In a letter to director John Ging, the committees
urged the refugee agency to scrap its program because mention of the
genocide "confirms the Holocaust and raises sympathy for Jews."
Holocaust denial is not uncommon in Gaza's refugee camps, where many
feel marking legitimate Jewish suffering discounts the injustices done
to Palestinians displaced from their homes in 1948.
Nevertheless, UNRWA's eight grade curriculum includes an overview, as
part of its course on human rights, of the estimated six million Jews
killed in European concentration camps. It was thought that by
explaining the plight of Jews in Europe before they arrived,
Palestinians would gain sympathy for their suffering, as well.
But in light of the latest Israeli assault in Gaza, the committees
insisted that teaching what they called an Israeli or Jewish "version"
of history plays on already heightened sensitivities in the besieged
coastal strip, and noted that several UN installations were badly
damaged in the winter invasion.
UNRWA did not immediately return
calls seeking comment.
"The refugee camps committees
categorically refuse to let our children be taught this lie created by
the Jews and intensified by their media," the committees' letter said.

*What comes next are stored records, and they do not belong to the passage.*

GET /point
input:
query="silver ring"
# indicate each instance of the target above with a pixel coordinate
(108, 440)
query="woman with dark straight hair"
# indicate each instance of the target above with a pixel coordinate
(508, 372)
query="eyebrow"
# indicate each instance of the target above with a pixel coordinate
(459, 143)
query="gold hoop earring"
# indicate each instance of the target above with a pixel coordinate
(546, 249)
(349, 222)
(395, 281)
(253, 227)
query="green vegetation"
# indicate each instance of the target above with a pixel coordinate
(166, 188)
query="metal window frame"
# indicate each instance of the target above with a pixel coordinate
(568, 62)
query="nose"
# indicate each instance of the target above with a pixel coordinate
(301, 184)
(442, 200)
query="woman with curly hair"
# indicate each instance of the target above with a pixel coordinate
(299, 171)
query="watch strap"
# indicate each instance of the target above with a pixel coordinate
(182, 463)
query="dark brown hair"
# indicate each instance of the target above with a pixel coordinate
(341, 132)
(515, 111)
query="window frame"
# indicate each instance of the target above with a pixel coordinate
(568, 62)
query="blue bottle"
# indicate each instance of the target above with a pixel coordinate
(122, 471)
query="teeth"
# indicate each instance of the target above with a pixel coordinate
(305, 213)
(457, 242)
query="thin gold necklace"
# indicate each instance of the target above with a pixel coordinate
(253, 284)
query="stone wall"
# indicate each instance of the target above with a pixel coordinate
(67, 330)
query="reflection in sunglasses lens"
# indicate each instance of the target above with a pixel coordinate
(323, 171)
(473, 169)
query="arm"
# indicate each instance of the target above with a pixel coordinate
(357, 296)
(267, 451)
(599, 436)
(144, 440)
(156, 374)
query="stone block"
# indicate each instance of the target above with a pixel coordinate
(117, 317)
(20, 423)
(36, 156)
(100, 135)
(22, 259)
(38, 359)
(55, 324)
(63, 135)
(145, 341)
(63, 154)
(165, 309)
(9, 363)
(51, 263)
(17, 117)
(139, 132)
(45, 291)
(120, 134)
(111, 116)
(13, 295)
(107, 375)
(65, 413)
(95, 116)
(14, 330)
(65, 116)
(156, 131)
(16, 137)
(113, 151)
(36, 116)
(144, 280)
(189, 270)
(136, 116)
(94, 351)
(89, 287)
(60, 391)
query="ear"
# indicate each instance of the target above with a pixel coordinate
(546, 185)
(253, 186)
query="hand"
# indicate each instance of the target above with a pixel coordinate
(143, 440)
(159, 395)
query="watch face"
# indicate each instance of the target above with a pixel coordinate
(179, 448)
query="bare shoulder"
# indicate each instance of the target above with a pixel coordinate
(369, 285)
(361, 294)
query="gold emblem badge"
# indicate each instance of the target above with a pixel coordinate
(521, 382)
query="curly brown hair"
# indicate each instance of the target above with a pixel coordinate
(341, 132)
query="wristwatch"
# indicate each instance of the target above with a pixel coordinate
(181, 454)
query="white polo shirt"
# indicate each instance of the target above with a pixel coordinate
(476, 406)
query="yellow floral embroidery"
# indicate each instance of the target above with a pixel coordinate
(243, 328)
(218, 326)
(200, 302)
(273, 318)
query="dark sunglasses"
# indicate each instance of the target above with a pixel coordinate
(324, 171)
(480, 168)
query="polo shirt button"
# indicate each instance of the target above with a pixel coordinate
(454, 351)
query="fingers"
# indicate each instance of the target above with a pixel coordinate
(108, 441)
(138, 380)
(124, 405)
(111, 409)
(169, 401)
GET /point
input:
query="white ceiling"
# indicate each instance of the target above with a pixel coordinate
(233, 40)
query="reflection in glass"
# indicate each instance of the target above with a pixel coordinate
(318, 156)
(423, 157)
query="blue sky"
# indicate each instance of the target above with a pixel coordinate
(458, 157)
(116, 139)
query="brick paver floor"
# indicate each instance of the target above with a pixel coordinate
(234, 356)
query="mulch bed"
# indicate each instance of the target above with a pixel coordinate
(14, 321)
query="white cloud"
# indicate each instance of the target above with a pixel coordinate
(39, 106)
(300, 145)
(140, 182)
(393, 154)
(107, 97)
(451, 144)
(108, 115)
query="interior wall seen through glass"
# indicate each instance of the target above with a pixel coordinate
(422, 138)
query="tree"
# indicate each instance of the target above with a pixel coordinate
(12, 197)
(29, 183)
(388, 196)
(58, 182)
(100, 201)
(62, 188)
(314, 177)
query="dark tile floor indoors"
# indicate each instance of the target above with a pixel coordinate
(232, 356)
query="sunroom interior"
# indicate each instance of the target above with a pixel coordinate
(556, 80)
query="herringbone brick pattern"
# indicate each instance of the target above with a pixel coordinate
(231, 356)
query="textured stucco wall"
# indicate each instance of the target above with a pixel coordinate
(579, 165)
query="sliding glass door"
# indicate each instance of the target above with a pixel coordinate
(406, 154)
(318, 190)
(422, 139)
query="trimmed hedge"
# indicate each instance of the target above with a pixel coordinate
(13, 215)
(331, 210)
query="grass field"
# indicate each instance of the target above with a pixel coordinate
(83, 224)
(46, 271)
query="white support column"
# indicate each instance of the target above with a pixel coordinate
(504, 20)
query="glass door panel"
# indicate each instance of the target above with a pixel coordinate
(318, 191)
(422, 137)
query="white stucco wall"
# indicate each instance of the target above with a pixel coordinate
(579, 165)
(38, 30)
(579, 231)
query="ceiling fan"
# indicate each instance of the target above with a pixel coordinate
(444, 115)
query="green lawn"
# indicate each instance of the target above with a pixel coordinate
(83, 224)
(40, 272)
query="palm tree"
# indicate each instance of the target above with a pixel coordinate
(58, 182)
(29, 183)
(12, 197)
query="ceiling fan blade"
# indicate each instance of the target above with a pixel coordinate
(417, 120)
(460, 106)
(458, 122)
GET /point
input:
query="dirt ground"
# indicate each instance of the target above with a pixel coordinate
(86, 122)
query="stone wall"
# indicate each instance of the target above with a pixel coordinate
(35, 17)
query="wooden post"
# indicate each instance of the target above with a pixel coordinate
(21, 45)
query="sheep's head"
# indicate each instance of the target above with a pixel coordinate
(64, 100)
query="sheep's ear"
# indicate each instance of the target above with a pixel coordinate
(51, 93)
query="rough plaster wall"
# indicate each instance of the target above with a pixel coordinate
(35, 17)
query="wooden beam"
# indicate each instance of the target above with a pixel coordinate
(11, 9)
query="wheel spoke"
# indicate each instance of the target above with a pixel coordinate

"First of all, [the Holocaust] is not a fact, and secondly, those who
added it to the curriculum intended to mess with our children's
emotions."
It said Palestinians should be taught about the Nakba
(catastrophe), an Arabic term that refers to the forced exodus of some
750,000 refugees from their homes when Israel was established, rather
than the Holocaust.
However the UN agency's schools already
teach both tragedies, which are generally regarded by mainstream
historians as accurate and not mutually exclusive, despite opposition
from either side.
The Gaza group's letter was sent the same day
that Israeli Education Minister Gideon Sa'ar told the government's
cabinet that the word Nakaba had been removed from all lesson plans. "It
can be said with certainty that Arab Israelis experienced a tragedy in
the war, but there will be no use of the word 'Nakba,' whose meaning is
similar to Holocaust in this context."
Israeli Prime Minister
Benjamin Netanyahu had said when he was opposition leader two years
earlier that using the word Nakba in schools was "tantamount to
incitement against Israel."
On the other hand in January some
were angry when, at the height of the Gaza war, Palestinians erected a
memorial site near the West Bank city of Ramallah to mourn Nazi
Germany's crimes against the Jewish people.
Hundreds of
Palestinians were estimated to have attended the event in Ni'lin, which
coincided with the UN-declared World Holocaust Remembrance Day, with
photographs purchased from an Israeli museum.